You worked diligently at your job to develop expert-level skills and qualifications. Your experience and knowledge match the job description exactly. You thought for sure you were perfectly suited for a role — and then…
You worked diligently at your job to develop expert-level skills and qualifications. Your experience and knowledge match the job description exactly. You thought for sure you were perfectly suited for a role — and then you get the crushing news that someone else was hired.
Assessing compatibility is trickier than it sounds. On the surface, you might think this is about likability, but it has many more layers.
When hiring, busy managers need to factor in assimilation and effectiveness in the current environment. For example, Candidate A is a top salesperson who hits every benchmark, has an impressive sales funnel and documents impeccably. Candidate B is a successful salesperson who knows how to close a tricky deal and handle demanding clients, and who is tough but fair.

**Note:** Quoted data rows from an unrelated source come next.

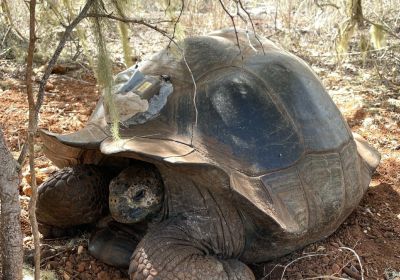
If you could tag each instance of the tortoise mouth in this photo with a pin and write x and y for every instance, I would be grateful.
(128, 215)
(123, 212)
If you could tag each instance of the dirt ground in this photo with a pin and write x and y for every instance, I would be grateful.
(366, 246)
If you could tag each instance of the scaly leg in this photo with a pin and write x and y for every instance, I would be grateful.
(171, 251)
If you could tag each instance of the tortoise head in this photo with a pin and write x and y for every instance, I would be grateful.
(135, 194)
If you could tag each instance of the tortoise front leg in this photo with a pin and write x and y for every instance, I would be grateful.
(171, 252)
(72, 197)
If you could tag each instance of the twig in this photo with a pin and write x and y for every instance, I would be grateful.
(270, 272)
(252, 25)
(5, 36)
(43, 261)
(131, 20)
(295, 260)
(234, 25)
(176, 22)
(358, 259)
(165, 34)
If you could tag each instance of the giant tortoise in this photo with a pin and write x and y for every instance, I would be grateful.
(249, 156)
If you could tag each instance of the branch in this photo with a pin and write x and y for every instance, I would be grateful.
(252, 25)
(11, 235)
(233, 23)
(328, 4)
(31, 137)
(131, 20)
(49, 69)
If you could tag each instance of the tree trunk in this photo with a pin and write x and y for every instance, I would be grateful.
(11, 236)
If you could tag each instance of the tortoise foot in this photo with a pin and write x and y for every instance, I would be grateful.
(172, 253)
(114, 244)
(73, 196)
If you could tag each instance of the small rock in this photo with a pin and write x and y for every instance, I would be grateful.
(103, 275)
(336, 268)
(388, 234)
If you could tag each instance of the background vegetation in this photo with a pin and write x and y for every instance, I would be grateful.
(353, 45)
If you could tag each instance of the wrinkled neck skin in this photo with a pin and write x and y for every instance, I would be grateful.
(199, 201)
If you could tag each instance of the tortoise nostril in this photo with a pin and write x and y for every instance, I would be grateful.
(139, 195)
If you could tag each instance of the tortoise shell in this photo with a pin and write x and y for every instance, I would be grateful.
(252, 119)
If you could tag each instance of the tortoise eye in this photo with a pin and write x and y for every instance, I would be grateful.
(139, 195)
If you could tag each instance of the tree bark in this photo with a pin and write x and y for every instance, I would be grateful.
(11, 236)
(31, 137)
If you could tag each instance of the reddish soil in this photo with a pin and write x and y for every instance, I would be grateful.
(367, 244)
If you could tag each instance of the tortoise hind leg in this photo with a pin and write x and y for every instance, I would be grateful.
(71, 197)
(172, 253)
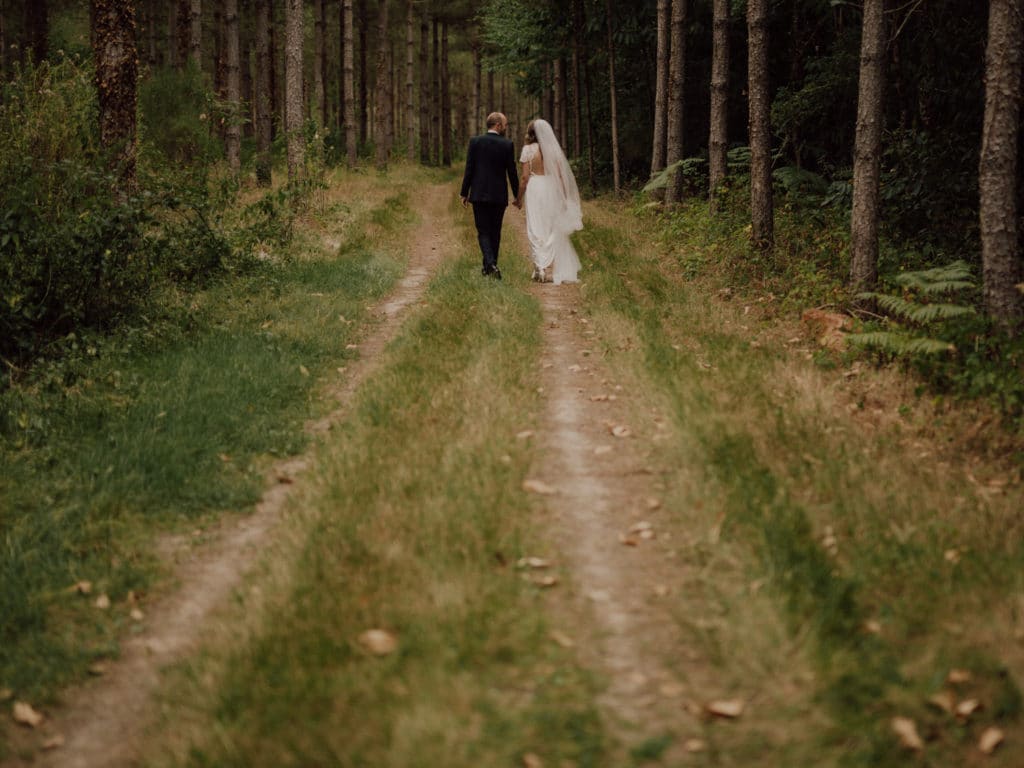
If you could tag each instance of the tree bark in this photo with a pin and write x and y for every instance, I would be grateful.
(445, 100)
(676, 99)
(264, 120)
(232, 133)
(867, 150)
(424, 90)
(351, 148)
(383, 92)
(612, 98)
(762, 230)
(112, 32)
(364, 23)
(293, 87)
(435, 96)
(37, 29)
(997, 167)
(320, 61)
(657, 156)
(718, 140)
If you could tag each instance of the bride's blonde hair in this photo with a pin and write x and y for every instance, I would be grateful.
(530, 135)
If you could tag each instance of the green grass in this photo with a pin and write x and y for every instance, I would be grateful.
(159, 428)
(414, 525)
(773, 459)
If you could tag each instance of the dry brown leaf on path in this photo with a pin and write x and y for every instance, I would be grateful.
(726, 708)
(990, 739)
(379, 642)
(906, 730)
(540, 487)
(25, 715)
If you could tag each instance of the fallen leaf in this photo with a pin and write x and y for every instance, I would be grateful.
(991, 738)
(562, 639)
(539, 486)
(958, 677)
(379, 642)
(25, 715)
(907, 732)
(532, 562)
(727, 708)
(944, 699)
(967, 708)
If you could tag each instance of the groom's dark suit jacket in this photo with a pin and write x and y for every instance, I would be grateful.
(491, 159)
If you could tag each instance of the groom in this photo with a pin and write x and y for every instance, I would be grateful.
(489, 161)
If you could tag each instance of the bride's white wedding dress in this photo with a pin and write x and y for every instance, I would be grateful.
(553, 210)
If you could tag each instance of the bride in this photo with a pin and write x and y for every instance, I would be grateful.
(553, 210)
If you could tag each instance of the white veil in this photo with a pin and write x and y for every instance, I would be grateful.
(557, 168)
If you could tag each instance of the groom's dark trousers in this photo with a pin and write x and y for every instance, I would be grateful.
(489, 161)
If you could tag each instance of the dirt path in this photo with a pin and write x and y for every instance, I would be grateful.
(614, 540)
(102, 722)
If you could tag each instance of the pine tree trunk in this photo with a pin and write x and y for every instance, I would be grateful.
(424, 90)
(762, 231)
(657, 156)
(445, 100)
(37, 28)
(676, 99)
(616, 183)
(411, 81)
(264, 107)
(718, 141)
(232, 135)
(320, 61)
(867, 150)
(364, 24)
(997, 168)
(383, 93)
(196, 32)
(112, 28)
(293, 87)
(351, 148)
(435, 96)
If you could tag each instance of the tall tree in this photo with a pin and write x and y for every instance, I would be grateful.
(424, 90)
(112, 32)
(718, 140)
(997, 167)
(762, 213)
(616, 179)
(445, 100)
(349, 108)
(232, 133)
(364, 25)
(410, 81)
(320, 61)
(37, 29)
(867, 150)
(383, 91)
(676, 100)
(264, 99)
(657, 156)
(293, 87)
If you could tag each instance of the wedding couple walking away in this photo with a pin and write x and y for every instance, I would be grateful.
(547, 186)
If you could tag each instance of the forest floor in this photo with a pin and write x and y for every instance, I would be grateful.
(641, 520)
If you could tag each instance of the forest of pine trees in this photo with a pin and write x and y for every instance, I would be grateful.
(906, 115)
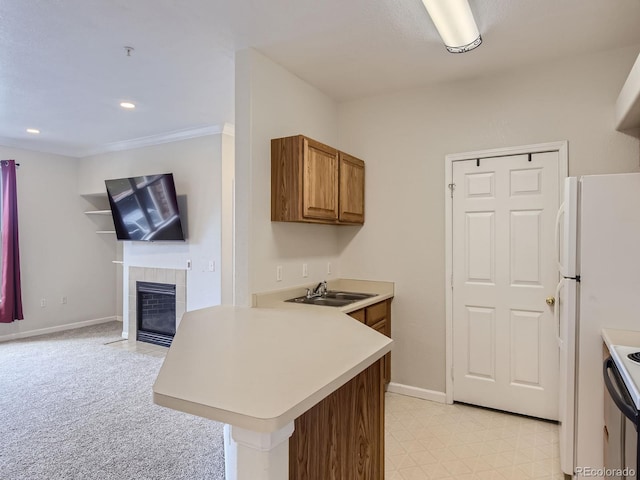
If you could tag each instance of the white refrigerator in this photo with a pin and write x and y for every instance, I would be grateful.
(598, 233)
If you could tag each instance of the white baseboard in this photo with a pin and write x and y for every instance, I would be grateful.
(58, 328)
(417, 392)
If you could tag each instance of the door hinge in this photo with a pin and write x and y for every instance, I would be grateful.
(451, 187)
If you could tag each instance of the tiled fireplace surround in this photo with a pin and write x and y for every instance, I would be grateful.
(156, 275)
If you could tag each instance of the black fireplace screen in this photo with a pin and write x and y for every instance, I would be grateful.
(156, 312)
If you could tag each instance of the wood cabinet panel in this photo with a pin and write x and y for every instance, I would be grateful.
(378, 317)
(351, 189)
(342, 437)
(314, 183)
(320, 181)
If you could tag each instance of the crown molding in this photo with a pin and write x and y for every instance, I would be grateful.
(174, 136)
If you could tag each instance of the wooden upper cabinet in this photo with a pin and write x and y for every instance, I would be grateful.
(315, 183)
(319, 181)
(351, 189)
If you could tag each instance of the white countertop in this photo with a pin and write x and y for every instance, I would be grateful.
(612, 336)
(276, 299)
(261, 368)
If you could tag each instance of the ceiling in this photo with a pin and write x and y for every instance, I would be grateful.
(64, 69)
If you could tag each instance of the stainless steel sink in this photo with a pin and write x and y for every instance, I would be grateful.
(332, 298)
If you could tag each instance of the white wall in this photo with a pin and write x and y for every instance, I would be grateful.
(60, 253)
(272, 103)
(404, 137)
(196, 166)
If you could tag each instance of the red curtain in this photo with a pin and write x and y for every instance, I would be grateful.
(11, 292)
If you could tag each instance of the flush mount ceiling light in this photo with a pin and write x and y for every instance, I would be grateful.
(455, 24)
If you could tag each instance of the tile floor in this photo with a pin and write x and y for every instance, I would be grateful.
(429, 440)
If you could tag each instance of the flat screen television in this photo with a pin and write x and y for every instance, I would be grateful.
(145, 208)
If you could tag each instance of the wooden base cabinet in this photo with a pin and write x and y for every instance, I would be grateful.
(378, 317)
(314, 183)
(342, 437)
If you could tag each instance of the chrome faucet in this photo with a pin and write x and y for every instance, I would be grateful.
(320, 290)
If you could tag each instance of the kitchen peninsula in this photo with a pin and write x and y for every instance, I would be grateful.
(259, 370)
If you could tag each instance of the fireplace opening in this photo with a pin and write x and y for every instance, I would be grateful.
(156, 312)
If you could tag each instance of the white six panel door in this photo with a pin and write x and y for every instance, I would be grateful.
(505, 350)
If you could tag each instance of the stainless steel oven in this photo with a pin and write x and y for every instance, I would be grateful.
(621, 427)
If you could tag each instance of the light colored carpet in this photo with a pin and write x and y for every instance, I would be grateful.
(72, 407)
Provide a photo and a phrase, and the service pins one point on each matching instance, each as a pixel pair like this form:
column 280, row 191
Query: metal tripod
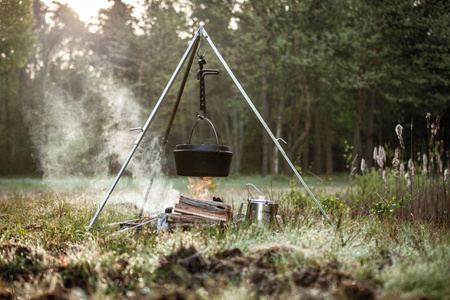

If the role requires hiring and training new graduates on prospecting, selling and closing, Candidate A may be the best fit. But if the role requires reining in senior sales folks who would rather play golf than find new business, Candidate B is the ideal choice. In the latter scenario, building rapport, trust and respect and managing those who won’t comply are more important abilities than contributing to sales revenue.
Managers seek to add adaptable new hires who will be comfortable and productive as quickly as possible. If you come across as an “odd man out,” skills alone are not likely to get you an offer. To demonstrate compatibility, discuss how your experience matches the company’s nuanced needs regarding office environment, colleagues and workflow.
Work is hectic. In our expanding economy with information overload, 24/7 access and rapidly advancing technology, employees at all levels have never felt more stressed. No matter how technically proficient you may be, you will be a burden on your manager and team if you cannot figure out things on your own.
There is always some acclimation and orientation required. For example, you will need to figure out what hours employees work, who you call when your computer is running slow and whether your manager actually has an open-door policy.
An employee must be resourceful to get answers to these questions and to drive productivity when there isn’t a set procedure or process or someone to ask. She must also have a keen sense of when to ask a question and when to try something out. Developing the insight, observation skills and the confidence to make these decisions is not natural for many employees, but it is necessary. Lacking resourcefulness not only sinks your productivity, but it also burdens the people whose help you sought as well.
Here are some ways to demonstrate resourcefulness during the hiring process. Don’t be late, or at least call in advance if something uncontrollable has thrown you off schedule. Follow up if a planned activity doesn’t happen, like if your phone doesn’t ring at the hour appointed for your interview. Come to in-person interviews looking composed and prepared with a resume, notebook, working pens and thoughtful questions to ask. Find out about parking, bathrooms and dress code before your meetings. In short, look for ways to show you can improvise.
I have seen more-qualified candidates lose out because they didn’t convey genuine interest or passion in the role, company, industry or team for which they were applying. An employer does not want to feel that you are doing a favor by accepting a salary to work for the company. Managers look for someone who is qualified and interested in joining the team. Given today’s low unemployment rate, high turnover and wide range of available jobs, this interest is even more important now.
A qualified candidate who is not interested is a risky hire. Most managers will not take the chance in hiring this person because of the high cost of turnover and retraining. Compelling job candidates show genuine engagement and interest in the opportunity.
In summary, skills are indeed a key part of hiring, but other personal traits ultimately make the difference in who gets the offer. While certain skills may take years to attain or master, compatibility, resourcefulness and engagement are attributes you can develop much more quickly. And they transfer with you regardless of your title, industry or role. Before you start your next interview process, assess what attributes are required for success and identify ways to demonstrate them.